O ápice da campanha de Bolsonaro contra Alexandre de Moraes aconteceu durante as manifestações de 7 de setembro deste ano. Na ocasião, o presidente discursou na Avenida Paulista diante de apoiadores e disse que não cumpriria decisões assinadas pelo ministro e ainda gritou: "Sai, Alexandre de Moraes. Deixa de ser canalha".
Por que investigamos?
Em sua quarta fase, o Comprova verifica conteúdos suspeitos sobre pandemia, políticas públicas do governo federal e eleições. O post que sugere uma aliança entre o ministro do STF, Alexandre de Moraes, e o senador Renan Calheiros teve 321 compartilhamentos, 105 comentários e mais 356 reações até o dia 12 de novembro.
Comentários na postagem, como: "É um conluio muito devastador. Corruptos e corruptores políticos infiltrados nos três poderes." e "É lamentável ver como funciona (sic)as coisas neste país. Aliás sejamos honestos, com estes caras fazendo o serviço sujo não precisa desenhar. Vou ser sincero, tudo é manipulado, muitos estão de rabo preso." mostram que a publicação é nociva porque reforça o ódio contra as instituições do país, em especial, o STF, que vem sendo alvo de ataques impulsionados pelo próprio presidente Jair Bolsonaro.
O Comprova já verificou, neste ano, diversas postagens enganosas que sugerem ações e relações de políticos, instituições ou movimentos na tentativa de descredibilizá-las. Foi o caso da publicação falsa que inventou que o ex-presidente Lula é acionista do jornal Folha de S.Paulo e de vídeos que atribuíram a movimentos sociais e a partidos a depredação de um residencial do Minha Casa Minha Vida em Pernambuco.

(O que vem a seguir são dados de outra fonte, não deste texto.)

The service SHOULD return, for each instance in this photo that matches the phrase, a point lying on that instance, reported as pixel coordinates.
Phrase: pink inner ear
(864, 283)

O Estadão Verifica também já publicou verificação sobre inquéritos de Renan Calheiros no STF.
Enganoso, para o Comprova, é o conteúdo retirado do contexto original e usado em outro de modo que seu significado sofra alterações; que usa dados imprecisos ou que induz a uma interpretação diferente da intenção de seu autor; ou ainda aquele que confunde, com ou sem a intenção deliberada de causar dano.